句意は(おそらく)、生前手話で会話した父に、今また手話で語りかけている、語りかけるというのではなく祈っている。折からの雪解風に乗せてこの祈りを伝えてほしい、というものです。この雪解風に、私はアニミズムを感じます。また、この句からは、昭和29年に菊池章子が歌った岸壁の母の二番の歌詞、悲願十年この祈り 神様だけが知っている、、のあとのセリフ「ああ風よ 心あらば伝えてよ、、」を想起します。素晴らしい一句です。直すところはありません。

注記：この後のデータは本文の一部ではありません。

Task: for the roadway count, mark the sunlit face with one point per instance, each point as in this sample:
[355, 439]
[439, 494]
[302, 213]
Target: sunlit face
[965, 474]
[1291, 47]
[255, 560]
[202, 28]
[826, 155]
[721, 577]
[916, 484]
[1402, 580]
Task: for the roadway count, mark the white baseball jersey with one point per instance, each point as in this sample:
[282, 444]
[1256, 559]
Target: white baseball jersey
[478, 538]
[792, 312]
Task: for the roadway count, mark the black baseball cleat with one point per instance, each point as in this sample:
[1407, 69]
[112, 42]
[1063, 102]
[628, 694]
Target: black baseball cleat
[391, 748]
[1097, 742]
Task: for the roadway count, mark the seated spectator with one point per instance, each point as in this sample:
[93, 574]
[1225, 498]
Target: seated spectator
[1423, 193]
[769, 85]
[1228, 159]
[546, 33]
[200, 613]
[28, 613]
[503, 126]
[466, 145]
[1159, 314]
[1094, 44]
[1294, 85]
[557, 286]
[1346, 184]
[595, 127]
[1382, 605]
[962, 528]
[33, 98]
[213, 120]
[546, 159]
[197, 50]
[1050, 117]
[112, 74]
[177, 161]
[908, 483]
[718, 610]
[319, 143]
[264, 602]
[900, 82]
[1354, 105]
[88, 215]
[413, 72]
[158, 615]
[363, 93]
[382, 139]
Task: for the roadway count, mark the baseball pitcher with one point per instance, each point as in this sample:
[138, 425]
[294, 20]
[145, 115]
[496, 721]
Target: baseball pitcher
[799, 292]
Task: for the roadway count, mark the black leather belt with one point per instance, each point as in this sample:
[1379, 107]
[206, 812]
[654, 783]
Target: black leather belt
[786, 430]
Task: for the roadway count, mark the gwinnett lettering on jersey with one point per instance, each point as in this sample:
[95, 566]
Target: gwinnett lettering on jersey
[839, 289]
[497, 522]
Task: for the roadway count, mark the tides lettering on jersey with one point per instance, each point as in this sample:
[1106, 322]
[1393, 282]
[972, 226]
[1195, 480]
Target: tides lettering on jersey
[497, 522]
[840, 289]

(注)本句は添削者3名から特選を得る優秀句となりました。


原句 傘立てに落ちし木の芽の一滴

木の芽(このめ)が芽吹の子季語となっています。滴は落ちるものなので、中句の「落ちし」は、別の言葉を探したほうが良いでしょう。

参考例 蹲(つくばい)の紋や木の芽の一滴


原句 ゼロ磁場に神々揃ひ四方の春

ゼロ磁場とは、重なり合った地層が、相反する方向への力を受けて、磁場がゼロ状態になった場所をいい、パワースポットと考えられています。そこには神々が集っている、ということを詠んだ句です。中句の「揃ひ」は自動詞「揃ふ」の連用形で、助詞の「て」や助動詞の「ます」などに連なる活用形です。連用形で文を中止することも出来ますが、その場合のニュアンスとして、次に何かがある、というようなものになってきます。ここは終止形の「揃ふ」にして、句をここで切った方が良いと思います。「ゼロ磁場に神々揃ふ四方の春」「ゼロ磁場に神々おはす四方の春」。(おはす(終止形)でなくおはし(連用形)にしてみると、非常に違和感が生じることに気付きます。)別の方法として、神々を上五に持ってきて、連体形の「揃ふ」を使うことも可能です。「神々の揃ふゼロ磁場四方の春」。

参考例では、神々と四方の代わりに、断層崖と水を入れて、より映像の強いものにしました。